Incarnations
Just as Subbulakshmi felt ashamed of her mother, her mother was embarrassed that her daughter had abandoned classical music to become a popular singing starlet. For Sadasivam’s part, he appreciated the money his wife was making, but not the adulation she was receiving, especially from charismatic male film stars. At the same time, his friends in the national movement thought that Subbulakshmi’s representation of classical music could be the soundtrack for a new India.
With this in mind, he decided to produce a final film for MS on the life of the iconic bhakti singer Mirabai (15). Released initially in Tamil as Meera (1945), a Hindi version followed, part of Sadasivam’s plan to make his wife a star (or saint) of India’s emerging national culture. As the poet and nationalist Sarojini Naidu said, “The story of Mira is the story of India, the story of Indian faith and devotion and ecstasy. Subbulakshmi’s performance [shows] that she is not an interpreter of Mira but Mira herself.”

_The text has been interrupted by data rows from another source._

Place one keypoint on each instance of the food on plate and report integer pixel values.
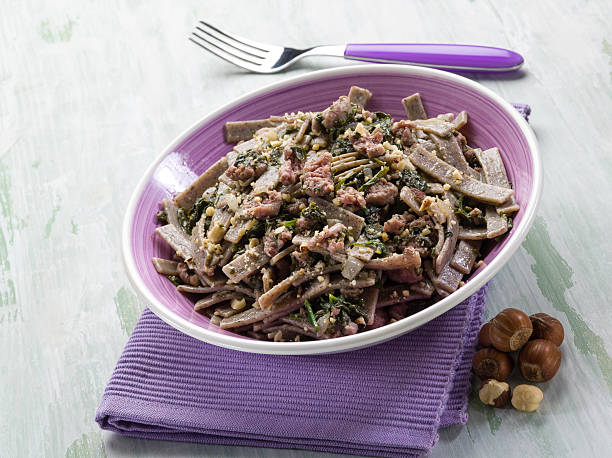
(326, 224)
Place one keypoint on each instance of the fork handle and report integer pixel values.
(466, 58)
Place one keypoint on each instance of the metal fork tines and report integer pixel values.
(254, 56)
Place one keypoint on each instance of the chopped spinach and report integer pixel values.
(311, 316)
(248, 157)
(341, 146)
(348, 309)
(299, 152)
(315, 213)
(416, 235)
(413, 179)
(463, 211)
(290, 130)
(371, 214)
(183, 219)
(372, 231)
(340, 126)
(384, 123)
(375, 179)
(162, 217)
(379, 246)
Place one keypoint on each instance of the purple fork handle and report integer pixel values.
(467, 58)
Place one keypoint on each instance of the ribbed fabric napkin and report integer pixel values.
(387, 400)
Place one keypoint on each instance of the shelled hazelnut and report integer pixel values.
(527, 398)
(494, 393)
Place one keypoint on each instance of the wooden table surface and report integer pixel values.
(91, 92)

The final film achieved its purpose. Henceforth, Subbulakshmi had a faithfully devoted, all-India bandwagon. Not yet thirty when the film was first released, she would to the end of her life sustain her persona as a new-age bhakti saint: an artist who sang only for God, and for whom God was the only inspiration. MS herself reinforced this image: “At a time when so much is said about the liberation of women the world over,” she once wrote, “it is good to think of a woman whose soul wanted to liberate itself and merge with the Lord.”

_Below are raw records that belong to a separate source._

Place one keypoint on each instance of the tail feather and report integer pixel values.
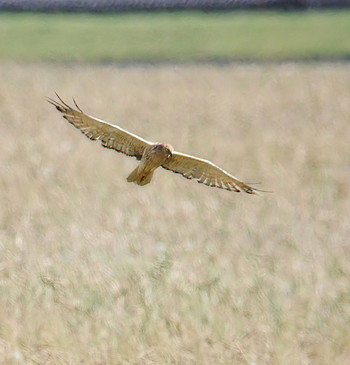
(133, 176)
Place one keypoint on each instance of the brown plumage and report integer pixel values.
(151, 155)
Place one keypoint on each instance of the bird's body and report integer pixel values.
(151, 155)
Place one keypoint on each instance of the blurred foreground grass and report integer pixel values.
(184, 36)
(94, 270)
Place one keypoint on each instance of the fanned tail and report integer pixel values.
(140, 179)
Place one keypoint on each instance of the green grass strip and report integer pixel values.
(179, 36)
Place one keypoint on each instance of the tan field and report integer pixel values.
(94, 270)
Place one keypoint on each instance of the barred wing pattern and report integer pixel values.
(205, 172)
(110, 135)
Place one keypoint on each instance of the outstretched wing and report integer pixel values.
(205, 172)
(110, 135)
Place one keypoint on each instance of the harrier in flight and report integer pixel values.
(151, 155)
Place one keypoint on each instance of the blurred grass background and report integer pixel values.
(94, 270)
(182, 36)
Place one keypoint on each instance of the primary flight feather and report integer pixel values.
(151, 155)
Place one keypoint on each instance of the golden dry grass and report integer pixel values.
(94, 270)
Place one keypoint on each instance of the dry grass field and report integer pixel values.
(94, 270)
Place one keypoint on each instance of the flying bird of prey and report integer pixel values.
(151, 155)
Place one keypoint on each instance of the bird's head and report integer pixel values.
(169, 150)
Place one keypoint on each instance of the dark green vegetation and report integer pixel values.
(176, 36)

There is a tone of idiot savant in this that might make a contemporary feminist cringe, but Subbulakshmi was complicit in nurturing it. As she told an interviewer late in her life: “I have never gone out alone. I have never been educated. I have been brought up listening to elders … I never get angry with anyone on any issue.” However, such rare and tedious press statements don’t account for a life that included running away, across the state, from a marriage her mother had arranged, or living with one man while in love with another.

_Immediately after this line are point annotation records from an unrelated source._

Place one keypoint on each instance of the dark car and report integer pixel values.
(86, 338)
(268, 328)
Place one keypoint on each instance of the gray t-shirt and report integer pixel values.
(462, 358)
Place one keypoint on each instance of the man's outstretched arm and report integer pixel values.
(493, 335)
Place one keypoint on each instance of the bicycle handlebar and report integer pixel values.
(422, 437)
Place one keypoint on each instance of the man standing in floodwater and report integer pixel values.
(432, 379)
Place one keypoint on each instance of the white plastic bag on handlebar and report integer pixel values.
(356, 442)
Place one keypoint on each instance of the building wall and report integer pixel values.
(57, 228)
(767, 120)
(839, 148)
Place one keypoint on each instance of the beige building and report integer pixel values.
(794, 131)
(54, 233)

While MS played placid and apolitical, Sadasivam worked to turn her musical success into cultural conquest. He used his political connections to present her in the highest circles of the national leadership and then the Indian government. She sang before Gandhi and Nehru, and for the common folk. She sang at the United Nations and across the United States—the world stage being Sadasivam’s greatest ambition. Above all, she sang to raise money for hospitals, schools, orphanages, TB clinics, and Hindu temples. Her husband worked her for causes as hard as her mother had worked her—and that choice, too, helped her go down in history not merely as a musician, but as the ideal of the cultured, virtuous, selfless Indian woman.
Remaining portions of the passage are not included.